Making poll(2) & select(2) work on top of the kqueue subsystem will allow us to unlock selwakeup() & friends. This will also help for workloads with network traffic going to userland (server, proxy, etc).
Completely unlocking poll(2), select(2) and kqueue(2) will require making rwsleep(9) w/ PCATCH work without KERNEL_LOCK(). This implies make signals work w/o KERNEL_LOCK(). This will also reduce the contention in futex(2).
Unlocking UVM fault will make it easier to unlock many UVM related syscalls. This will help for workloads that fork a lot.

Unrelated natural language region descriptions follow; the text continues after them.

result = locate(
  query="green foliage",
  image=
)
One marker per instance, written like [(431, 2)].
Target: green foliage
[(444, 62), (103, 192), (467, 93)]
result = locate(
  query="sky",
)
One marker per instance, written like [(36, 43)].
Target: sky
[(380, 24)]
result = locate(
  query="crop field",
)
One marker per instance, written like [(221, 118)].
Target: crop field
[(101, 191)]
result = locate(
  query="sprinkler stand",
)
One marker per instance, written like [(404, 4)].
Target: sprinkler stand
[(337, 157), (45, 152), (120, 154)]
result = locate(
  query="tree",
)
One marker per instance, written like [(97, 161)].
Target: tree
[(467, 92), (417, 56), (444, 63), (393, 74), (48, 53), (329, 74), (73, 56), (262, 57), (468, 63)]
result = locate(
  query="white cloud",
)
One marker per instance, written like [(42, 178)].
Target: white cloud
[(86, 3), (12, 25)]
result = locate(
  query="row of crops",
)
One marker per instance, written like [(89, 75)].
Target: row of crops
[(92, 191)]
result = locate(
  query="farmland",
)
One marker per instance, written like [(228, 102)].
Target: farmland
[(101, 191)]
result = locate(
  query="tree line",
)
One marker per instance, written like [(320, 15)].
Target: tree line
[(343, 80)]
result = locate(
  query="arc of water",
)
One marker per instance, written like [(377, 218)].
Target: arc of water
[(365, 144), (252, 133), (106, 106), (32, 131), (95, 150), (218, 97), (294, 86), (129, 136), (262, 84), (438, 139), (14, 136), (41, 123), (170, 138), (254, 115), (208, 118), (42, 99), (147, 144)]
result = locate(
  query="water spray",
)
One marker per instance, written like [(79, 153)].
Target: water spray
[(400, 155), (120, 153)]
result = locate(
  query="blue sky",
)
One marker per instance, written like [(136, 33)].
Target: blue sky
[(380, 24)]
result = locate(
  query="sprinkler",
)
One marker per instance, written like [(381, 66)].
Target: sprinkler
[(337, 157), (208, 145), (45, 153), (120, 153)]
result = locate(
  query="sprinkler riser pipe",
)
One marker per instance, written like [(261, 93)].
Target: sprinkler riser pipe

Pushing the KERNEL_LOCK() at the VFS border in all other syscalls that matter can already be done and should already help, so I see no reason to wait.
Questions?
All in all, quite some scope for improvements. Read the entire thing (including any followups) from your favorite archive site or local mailbox.
This promises good things on the horizon.
(Comments are closed)
By Tristan (tristan) tristan@etheria.eu on
Very interesting and really want to check the userland improvements on my gnome desktop. Any idea of timeline for hitting current?